Hormis l'hypothèse évidente de l'accident aérien, la responsabilité du transporteur peut être engagée dans de multiples cas, souvent bien moins dramatiques. Le transporteur aérien est responsable de toute lésion corporelle subie par un passager lorsqu'il est à bord de l'aéronef, mais aussi au cours des opérations d'embarquement ou de débarquement.

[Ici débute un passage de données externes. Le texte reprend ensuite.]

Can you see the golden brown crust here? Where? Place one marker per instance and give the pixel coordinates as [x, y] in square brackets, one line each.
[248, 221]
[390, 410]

Dans tous les cas, si le transporteur apporte la preuve que la victime a causé ou contribué, même par négligence, à son propre dommage, il est exonéré en tout ou partie de sa responsabilité. Tel est le cas d'un voyageur ne déférant pas aux instructions du personnel navigant l'invitant à mettre sa ceinture de sécurité dans une zone de turbulences, qui heurte le siège devant lui et se blesse par la même occasion.

 

Une responsabilité de plein droit pour les préjudices les moins importants

La compagnie doit réparation au passager à partir du moment où lui-même ou ses ayants droit ont subi des lésions corporelles ou psychiques ou un décès, le dommage étant survenu à bord de l'aéronef ou lors des opérations d'embarquement ou de débarquement.

La responsabilité du transporteur aérien est ici objective. Il doit réparation qu'il ait, ou non, commis une faute. La responsabilité de la compagnie est automatiquement engagée. Le passager, quant à lui, devra justifier de la réalité et de l'ampleur des dommages évoqués.

 

Une responsabilité présumée pour les préjudices les plus graves

Au-delà de d'un préjudice chiffré à 128 821 DTS, soit environ 157 000 €, le consommateur bénéficie d'une présomption de faute du transporteur. Ainsi, à partir du moment où il subit un dommage lorsqu'il embarque, débarque ou se trouve dans l'avion, le principe de responsabilité de la compagnie prévaut.

Cependant, le transporteur peut renverser cette présomption et être exonéré de sa responsabilité s'il prouve que le dommage n'est pas dû à la négligence ou tout autre acte ou omission préjudiciable de son fait ou de son mandataire ; que le dommage résulte uniquement de la négligence ou d'un autre acte ou omission préjudiciable d'un tiers.

La jurisprudence européenne comme la jurisprudence nationale était plutôt favorable à l'indemnisation des victimes, de telles causes exonératoires sont rarement retenues. En pratique, la moindre négligence ou légère omission suffit à mobiliser la responsabilité du transporteur aérien.

Peuvent alors être réclamés des dommages et intérêts en raison notamment des périodes d'hospitalisation, des séquelles physiques ou psychologiques, du préjudice moral résultant du décès d'un proche. Si les conditions générales de vente de la compagnie prévoient un plafond moindre, cette clause est réputée non écrite en vertu des dispositions de l'article 26 de la convention de Montréal.

 

La procédure à suivre

Si vous êtes victime d'un dommage à l'occasion d'un voyage aérien, vous pouvez dans un premier temps, adressé une réclamation écrite à la compagnie aérienne, de préférence avec l'aide d'un avocat. La compagnie s'avère tenue, dans les quinze jours après votre identification comme victime, de vous verser une provision pour subvenir à vos besoins économiques immédiats. En cas de décès cette provision est, au minimum, de 16 000 DTS, soit 19 500 €. Votre réclamation sera transmise à l'assureur du transporteur qui pourra y faire droit, engager des discussions ou la rejeter.

 

Si malgré vos demandes et les éventuelles négociations, le transporteur aérien et son assureur ne vous apportent pas de réponse satisfaisante, vous pouvez saisir le tribunal judiciaire du lieu de votre résidence principale au moment de l'accident. Vous avez deux ans pour engager ce recours en responsabilité, sous peine de forclusion, à compter de l'arrivée à destination ou du jour où l'aéronef aurait dû arriver.